L'elfe était très jeune, de petite stature, et Liliane se demandait ce que voulait Riel à
cet enfant. L'inconnu bégayait, éperdu de peur.

- Il est humain. Et je pense que ce n'est pas la seule chose qu'il cache ...
- Je n'ai pas fais exprès, je ne voulais pas, pardon, pardon ! s'écria soudain l'enfant
en se débattant avec la force du condamné.

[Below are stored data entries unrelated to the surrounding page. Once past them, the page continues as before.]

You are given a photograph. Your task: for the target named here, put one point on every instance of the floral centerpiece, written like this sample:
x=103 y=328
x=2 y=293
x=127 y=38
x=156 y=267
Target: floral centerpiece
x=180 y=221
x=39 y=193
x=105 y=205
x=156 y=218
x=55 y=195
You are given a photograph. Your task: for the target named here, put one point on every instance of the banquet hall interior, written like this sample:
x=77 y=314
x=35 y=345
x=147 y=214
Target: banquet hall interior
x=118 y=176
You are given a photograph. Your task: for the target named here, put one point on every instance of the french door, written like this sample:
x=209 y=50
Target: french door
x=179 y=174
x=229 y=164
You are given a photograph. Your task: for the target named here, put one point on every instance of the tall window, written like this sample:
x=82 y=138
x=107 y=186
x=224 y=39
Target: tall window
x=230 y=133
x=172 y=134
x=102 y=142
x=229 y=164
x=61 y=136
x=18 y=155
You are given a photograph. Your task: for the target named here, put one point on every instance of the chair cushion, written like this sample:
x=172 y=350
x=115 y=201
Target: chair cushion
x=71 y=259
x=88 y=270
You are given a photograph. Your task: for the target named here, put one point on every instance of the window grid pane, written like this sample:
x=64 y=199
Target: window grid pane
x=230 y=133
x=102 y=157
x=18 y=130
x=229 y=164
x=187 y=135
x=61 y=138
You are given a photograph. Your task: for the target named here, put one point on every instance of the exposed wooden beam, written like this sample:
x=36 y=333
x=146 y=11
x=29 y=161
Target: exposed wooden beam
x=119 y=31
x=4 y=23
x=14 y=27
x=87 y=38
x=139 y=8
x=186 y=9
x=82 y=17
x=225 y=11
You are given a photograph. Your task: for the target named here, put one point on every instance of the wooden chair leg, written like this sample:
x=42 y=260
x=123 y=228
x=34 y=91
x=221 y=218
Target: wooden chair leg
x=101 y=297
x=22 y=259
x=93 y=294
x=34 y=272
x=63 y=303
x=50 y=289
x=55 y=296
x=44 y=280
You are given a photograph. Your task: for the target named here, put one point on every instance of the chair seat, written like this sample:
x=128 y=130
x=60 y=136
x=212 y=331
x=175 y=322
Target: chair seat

Il tomba au sol quand la main de Riel le lâcha. Le farfadet le regardait avec sérénité,
et c'est peut-être le poids de cette insistance tranquille qui le fit cesser de s'agiter. A
genoux près du buisson épineux, il baissa le nez, la honte se lisant sur son petit
visage affolé. Le silence pesa au point qu'il continua, comme poussé par l'attention
de Riel et Liliane.

- Je ... Je crois que je vous connais, il y a une vieille femme au bout du village. Je ...
Adrien, vous ... vous voyez ?
- Le gamin d'Adèle, à la poste ? s'écria Liliane, frappée par le souvenir.
- Ma ... ouai, c'est ma mère, dit-il d'une voix toute proche de pleurer. Je la reverrai
jamais, à ce rythme là ! On va tous mourir, et ce sera ma faute, et je ...

A ce moment là, il éclata en sanglots ; même si Liliane ne l'avait pas su humain


comme elle, elle se serait approché de lui pour le serrer contre elle. Il accepta son
contact et se délivra de sa douleur par les larmes. Liliane le berça gentimment, en
l'apaisant comme elle pouvait sans savoir de quoi il était coupable.

- J'ai été amené par un elfe, moi aussi, continua t-il enfin après s'être un peu calmé,
évitant le regard de Liliane. On m'a parlé de Margnor, le mauvais empereur, et on
est allé dans ce vieux bâtiment ...
- Oh, non, murmura Liliane en comprenant ce qui s'était passé, sa main se portant à
sa bouche pour retenir effarement.
- J'avais pas tout compris, je n'écoutais pas tout, c'est ma faute ... Et il y avait cette
voix, cette pierre qui scintillait ...
- Pourquoi est-ce que t'as amené ici, si ce n'était pour sauver le Peuple de
Margnor ? Comme il était encore scellé à ce moment-là, demanda Liliane, essayant
de s'y retrouver.
- Il existe des membres du Petit Peuple qui ne veulent qu'une occasion de faire le
mal. Echanger bien des vies contre un peu de puissance et de gloire, intervint Riel,
le visage toujours doux et compréhensif. Seul un humain pouvait retirer cette pierre,
ensorcelée pour qu'aucun adepte de Margnor ne puisse libérer son maître. Mais
nous n'avions pas été assez prudents, nous n'avons pas protégé ce sarcophage
contre ceux qui nous avaient aidé, les Humains.